Re: [lkp-robot] [sched/fair] 6d46bd3d97: netperf.Throughput_tps -11.3% regression

From: Joel Fernandes
Date: Sun Sep 24 2017 - 19:46:14 EST


Hi Mike,

On Sun, Sep 17, 2017 at 10:30 PM, Mike Galbraith <efault@xxxxxx> wrote:
> On Sun, 2017-09-17 at 14:41 -0700, Joel Fernandes wrote:
>> Hi Mike,
>>
>> On Sun, Sep 17, 2017 at 9:47 AM, Mike Galbraith <efault@xxxxxx> wrote:
>> > On Sat, 2017-09-16 at 23:42 -0700, Joel Fernandes wrote:
>> >>
>> >> Yes I understand. However with my 'strong sync' patch, such a
>> >> balancing check could be useful which is what I was trying to do in a
>> >> different way in my patch - but it could be that my way is not good
>> >> enough and potentially the old wake_affine check could help here
>> >
>> > Help how? The old wake_affine() check contained zero concurrency
>> > information, it served to exclude excessive stacking, defeating the
>> > purpose of SMP. A truly synchronous wakeup has absolutely nothing to
>> > do with load balance in the general case: you can neither generate nor
>> > cure an imbalance by replacing one (nice zero) task with another. The
>> > mere existence of a load based braking mechanism speaks volumes.
>>
>> This is the part I didn't get.. you said "neither generate an
>> imbalance", it is possible that a CPU with a high blocked load but
>> just happen to be running 1 task at the time and did a sync wake up
>> for another task. In this case dragging the task onto the waker's CPU
>> might hurt it since it will face more competition than if it were
>> woken up on its previous CPU which is possibly lighty loaded than the
>> waker's CPU?
>
> Sure, a preexisting imbalance, but what does that have to do with
> generic pass the baton behavior, and knowing whether pull will result
> in a performance win or loss? In the overloaded and imbalanced case, a
> lower load number on this/that CPU means little in and of itself wrt
> latency expectations... the wakee may or may not be next in line, may
> or may not be able to cut the line (preempt).
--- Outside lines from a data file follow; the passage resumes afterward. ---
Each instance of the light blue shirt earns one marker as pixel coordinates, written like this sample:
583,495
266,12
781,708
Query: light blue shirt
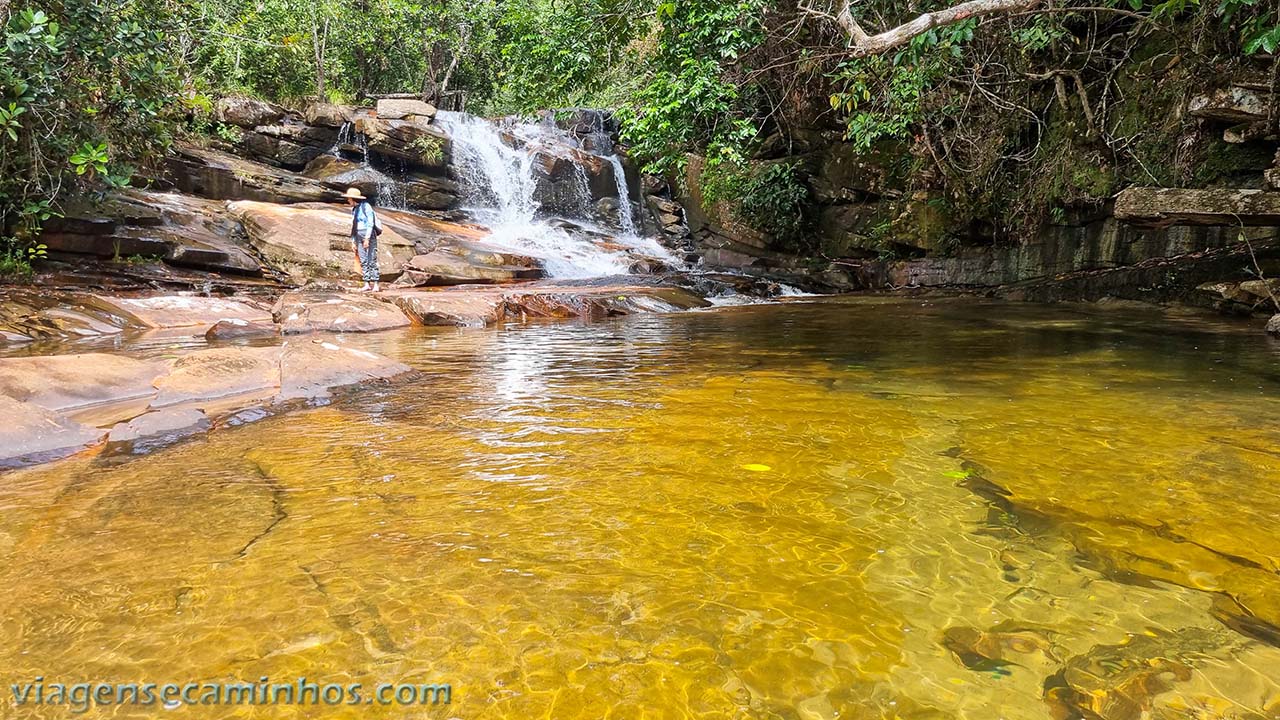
365,219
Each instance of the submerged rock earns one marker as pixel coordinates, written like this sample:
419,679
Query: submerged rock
469,306
309,311
312,240
219,373
35,434
240,329
154,431
182,310
312,369
474,309
446,267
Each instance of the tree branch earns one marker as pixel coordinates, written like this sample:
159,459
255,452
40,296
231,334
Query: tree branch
862,44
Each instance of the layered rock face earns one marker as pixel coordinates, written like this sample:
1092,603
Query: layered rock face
887,233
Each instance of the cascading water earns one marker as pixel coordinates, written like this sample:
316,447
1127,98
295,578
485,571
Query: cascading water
528,183
626,219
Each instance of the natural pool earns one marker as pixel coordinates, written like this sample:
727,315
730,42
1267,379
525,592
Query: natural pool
853,509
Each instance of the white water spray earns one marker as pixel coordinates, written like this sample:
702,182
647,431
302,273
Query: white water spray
501,168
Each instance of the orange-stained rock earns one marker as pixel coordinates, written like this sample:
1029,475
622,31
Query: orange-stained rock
218,373
307,311
314,240
312,368
474,306
31,433
471,309
69,382
182,310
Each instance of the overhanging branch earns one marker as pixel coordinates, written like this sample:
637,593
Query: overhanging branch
862,44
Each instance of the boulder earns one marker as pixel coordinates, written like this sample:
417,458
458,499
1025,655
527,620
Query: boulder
570,181
182,310
444,267
27,315
474,306
312,240
154,431
410,142
232,329
429,192
222,176
1261,290
1230,105
312,369
35,434
247,112
339,174
307,311
325,114
288,145
182,231
1160,208
71,382
429,233
394,109
219,373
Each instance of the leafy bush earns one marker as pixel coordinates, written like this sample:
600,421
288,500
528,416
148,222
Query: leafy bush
776,200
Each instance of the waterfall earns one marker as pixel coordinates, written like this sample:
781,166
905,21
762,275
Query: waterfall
626,219
529,185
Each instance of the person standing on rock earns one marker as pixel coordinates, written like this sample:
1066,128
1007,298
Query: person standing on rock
365,228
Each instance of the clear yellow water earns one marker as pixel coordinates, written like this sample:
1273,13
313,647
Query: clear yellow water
867,510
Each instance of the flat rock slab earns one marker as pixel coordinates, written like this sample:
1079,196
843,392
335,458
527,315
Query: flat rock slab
472,309
31,433
312,240
69,382
240,329
442,268
154,431
218,373
470,306
311,369
400,109
183,310
336,311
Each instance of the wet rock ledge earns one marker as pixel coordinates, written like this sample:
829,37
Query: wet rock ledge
238,358
59,405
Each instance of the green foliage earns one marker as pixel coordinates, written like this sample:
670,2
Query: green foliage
776,200
429,147
690,100
882,96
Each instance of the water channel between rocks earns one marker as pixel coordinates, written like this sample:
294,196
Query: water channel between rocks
844,509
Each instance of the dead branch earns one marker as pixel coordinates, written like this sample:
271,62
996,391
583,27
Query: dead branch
863,44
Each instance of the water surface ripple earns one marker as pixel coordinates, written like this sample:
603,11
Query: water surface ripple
867,509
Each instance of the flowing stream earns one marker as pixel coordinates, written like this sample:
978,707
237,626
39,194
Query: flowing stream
528,183
812,510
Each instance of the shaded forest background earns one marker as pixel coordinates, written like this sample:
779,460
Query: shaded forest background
1009,119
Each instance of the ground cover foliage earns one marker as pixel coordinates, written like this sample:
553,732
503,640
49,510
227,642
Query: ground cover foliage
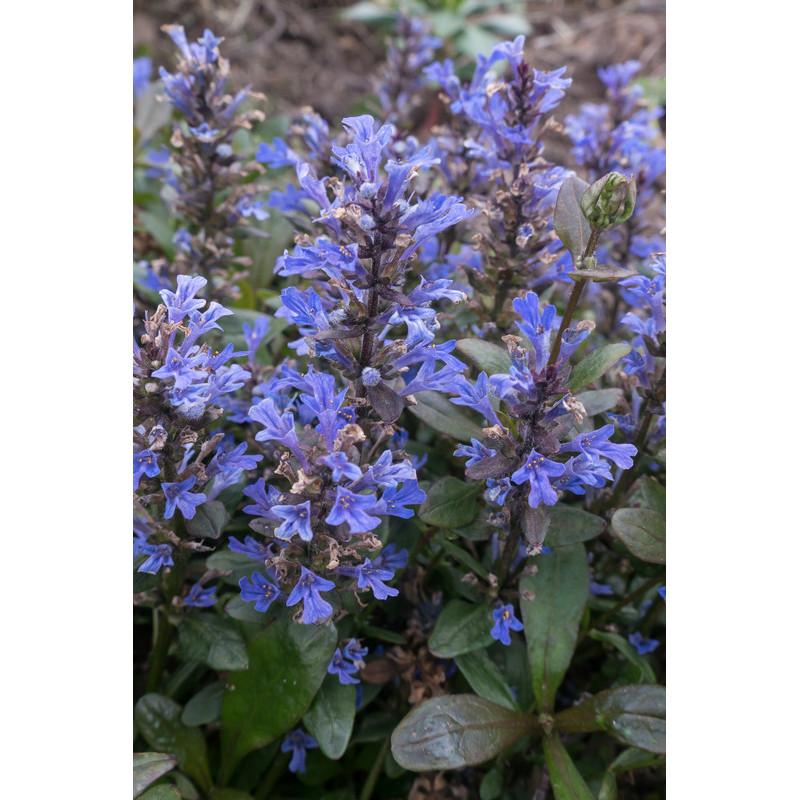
399,430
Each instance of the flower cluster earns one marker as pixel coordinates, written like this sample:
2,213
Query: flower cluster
178,381
493,153
208,183
322,524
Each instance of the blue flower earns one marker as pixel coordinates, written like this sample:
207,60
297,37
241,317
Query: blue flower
178,494
296,519
263,502
307,589
504,622
595,445
354,510
199,597
476,453
253,336
641,644
394,500
298,742
144,463
537,469
259,590
160,556
344,669
372,577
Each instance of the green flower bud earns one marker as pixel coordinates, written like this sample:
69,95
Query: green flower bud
608,202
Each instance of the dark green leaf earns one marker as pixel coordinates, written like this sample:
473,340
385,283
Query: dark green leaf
570,224
450,503
565,780
596,364
388,404
205,706
330,718
461,628
209,520
158,226
443,416
602,273
150,115
456,731
164,791
634,715
560,588
462,556
159,721
288,662
148,767
643,531
485,678
634,758
629,651
650,494
570,525
213,640
486,356
492,784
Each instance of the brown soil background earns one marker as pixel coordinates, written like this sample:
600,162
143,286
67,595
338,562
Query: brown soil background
300,53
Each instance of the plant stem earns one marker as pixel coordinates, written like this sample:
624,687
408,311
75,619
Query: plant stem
172,586
277,769
627,600
572,303
375,772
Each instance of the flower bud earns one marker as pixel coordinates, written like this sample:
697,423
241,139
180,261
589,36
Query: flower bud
609,202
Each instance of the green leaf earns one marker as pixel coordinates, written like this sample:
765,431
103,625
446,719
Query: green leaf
643,531
634,715
149,114
570,224
635,758
629,651
595,401
443,416
450,503
485,678
330,718
288,663
213,640
596,364
164,791
205,706
570,525
602,273
565,780
560,588
159,721
462,556
209,520
650,494
158,226
148,767
461,628
456,731
486,356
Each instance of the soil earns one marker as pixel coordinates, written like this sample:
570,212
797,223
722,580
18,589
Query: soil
300,53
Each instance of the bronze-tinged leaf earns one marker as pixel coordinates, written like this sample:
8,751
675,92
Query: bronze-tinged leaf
456,731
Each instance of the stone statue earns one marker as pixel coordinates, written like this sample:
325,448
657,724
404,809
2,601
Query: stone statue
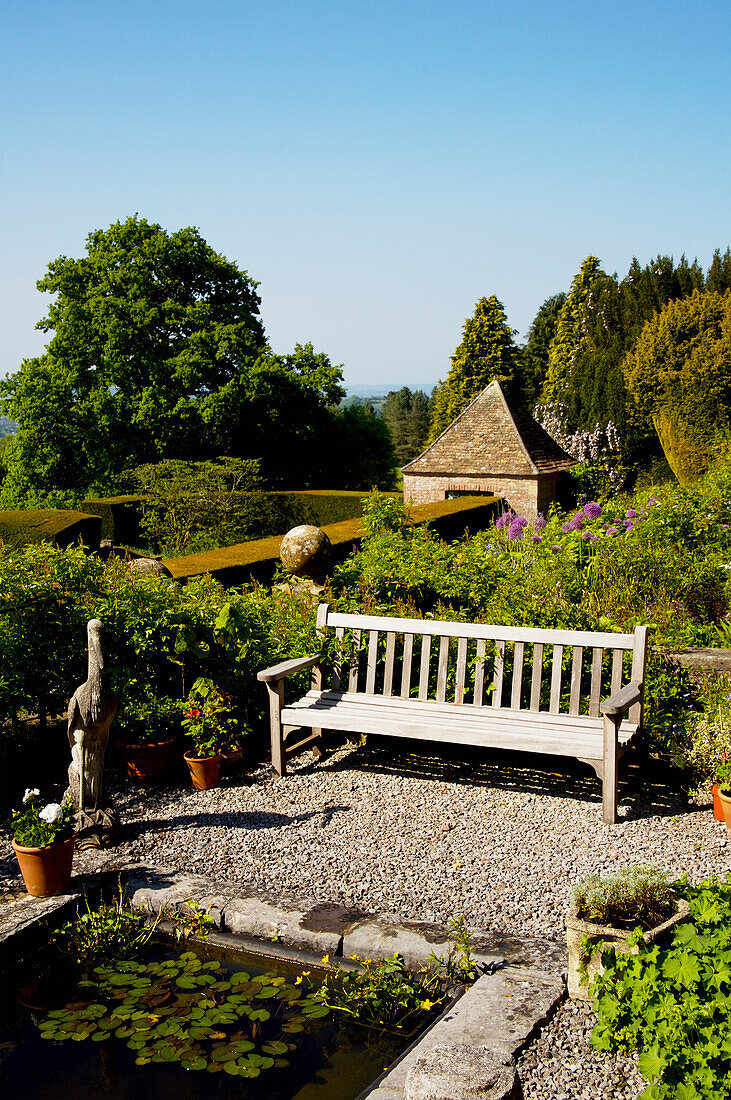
91,711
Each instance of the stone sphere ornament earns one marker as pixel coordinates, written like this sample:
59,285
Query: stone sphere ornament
305,551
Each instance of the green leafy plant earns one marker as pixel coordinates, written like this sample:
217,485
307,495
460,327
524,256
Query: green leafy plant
189,1012
674,1004
635,895
208,718
191,921
39,826
109,932
384,994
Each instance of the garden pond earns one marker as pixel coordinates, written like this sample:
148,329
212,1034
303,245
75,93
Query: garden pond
190,1026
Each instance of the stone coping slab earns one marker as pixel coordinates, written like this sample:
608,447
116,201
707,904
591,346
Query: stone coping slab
488,1025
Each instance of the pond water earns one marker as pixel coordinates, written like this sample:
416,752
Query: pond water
328,1062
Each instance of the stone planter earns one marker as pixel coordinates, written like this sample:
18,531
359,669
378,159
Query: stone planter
602,936
203,771
46,871
724,799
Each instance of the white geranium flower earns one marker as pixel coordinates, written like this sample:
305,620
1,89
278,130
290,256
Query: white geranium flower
52,813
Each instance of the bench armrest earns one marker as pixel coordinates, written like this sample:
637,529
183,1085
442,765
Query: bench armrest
622,700
287,668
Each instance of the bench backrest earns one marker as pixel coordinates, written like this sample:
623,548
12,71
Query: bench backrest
482,664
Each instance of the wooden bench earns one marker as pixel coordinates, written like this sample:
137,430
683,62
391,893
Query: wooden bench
494,686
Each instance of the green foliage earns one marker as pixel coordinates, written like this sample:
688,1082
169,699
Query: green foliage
208,718
487,351
106,934
39,826
407,417
674,1004
189,1012
152,332
679,374
634,895
383,994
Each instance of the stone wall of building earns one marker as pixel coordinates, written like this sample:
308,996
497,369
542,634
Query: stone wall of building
528,496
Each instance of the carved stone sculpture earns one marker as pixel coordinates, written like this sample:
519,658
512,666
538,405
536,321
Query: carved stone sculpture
91,711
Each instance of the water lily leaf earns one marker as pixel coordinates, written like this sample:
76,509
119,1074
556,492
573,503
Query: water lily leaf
275,1046
194,1063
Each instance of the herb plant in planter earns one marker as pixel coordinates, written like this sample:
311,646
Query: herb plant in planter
606,913
146,732
43,843
209,722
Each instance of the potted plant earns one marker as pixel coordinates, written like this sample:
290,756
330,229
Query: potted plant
146,733
615,913
209,722
43,843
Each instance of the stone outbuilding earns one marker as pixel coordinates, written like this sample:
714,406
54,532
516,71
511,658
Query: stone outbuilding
494,448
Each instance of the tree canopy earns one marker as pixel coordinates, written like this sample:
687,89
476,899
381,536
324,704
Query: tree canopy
679,374
487,351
In my patch, I used nr_running == 1, so if waker slept immediately,
then wakee would be next in line. I guess this is the part I
misunderstood - that I assumed for all cases the sync waker sleeps
immediately, even though it does in the binder use cases. We have
control over the binder userspace bits that sleep immediately since
its part of the framework - user apps don't decide whether to stay
awake or not - the framework will put them to sleep since any progress
can happen only after waiting for the transaction to return. However
this assumption may not be true for other users of the regular sync
flag as you pointed :-/.

Just for completeness sake, I wanted to mention how we have a patch
similar to this on the Pixel product and works real well for all the
usecases we care about:
https://android.googlesource.com/kernel/msm.git/+/android-msm-marlin-3.18-oreo-r6/kernel/sched/fair.c#5678
It will probably not work well if someone tried to run netperf or
other usecases where waker doesn't sleep immediately and is definitely
not mainlinable considering the wreckage in $SUBJECT.

>
>> Also the other thing I didn't fully get is why is concurrency a
>> discussion point here, in this case A wakes up B and goes to sleep,
>> and then B wakes up A. They never run concurrently. Could you let me
>> know what I am missing?
>
> If waker does not IMMEDIATELY sleep, and you wake CPU affine, you toss
> the time interval between wakeup and context switch out the window, the
> wakee could have already been executing elsewhere when the waker gets
> around to getting the hell out of the way.
>
> The point I'm belaboring here is that we had that load check and more,
> and it proved insufficient. Yeah, pipe-test absolutely loves running
> on one CPU, but who cares, pipe-test is an overhead measurement tool,
> NOT a benchmark, those try to emulate the real world.

Ok.

> Hell, take two large footprint tasks, and let them exchange data
> briefly via pipe.. what would make it a wonderful idea to pull these
> tasks together each and every time they did that? Because pipe-test
> can thus play super fast ping-pong with itself? Obviously not.

Yes, I agree with you.

[..]
>>
>> >> > "Strong sync" wakeups like you propose would also
>> >> > change the semantics of wake_wide() and potentially
>> >> > other bits of code...doesn't make much sense for
>> >> >
>> >>
>> >> I understand, I am not very confident that wake_wide does the right
>> >> thing anyway. Atleast for Android, wake_wide doesn't seem to mirror
>> >> the most common usecase of display pipeline well. It seems that we
>> >> have cases where the 'flip count' is really high and causes wake_wide
>> >> all the time and sends us straight to the wake up slow path causing
>> >> regressions in Android benchmarks.
>> >
>> > Hm. It didn't pull those counts out of the vacuum, it measured them.
>> > It definitely does not force Android into the full balance path, that
>> > is being done by Android developers, as SD_BALANCE_WAKE is off by
>> > default. It was briefly on by default, but was quickly turned back off
>> > because it... induced performance regressions.
>> >
>> > In any case, if you have cause to believe that wake_wide() is causing
>> > you grief, why the heck are you bending up the sync hint?
>>
>> So its not just wake_wide causing the grief, even select_idle_sibling
>> doesn't seem to be doing the right thing. We really don't want to wake
>> up a task on an idle CPU if the current CPU is a better candidate.
>
> That is the nut, defining better candidate is not so trivial. Lacking
> concrete knowledge (omniscience?), you're always gambling, betting on
> concurrency potential existing is much safer than betting against it if
> your prime directive is to maximize utilization.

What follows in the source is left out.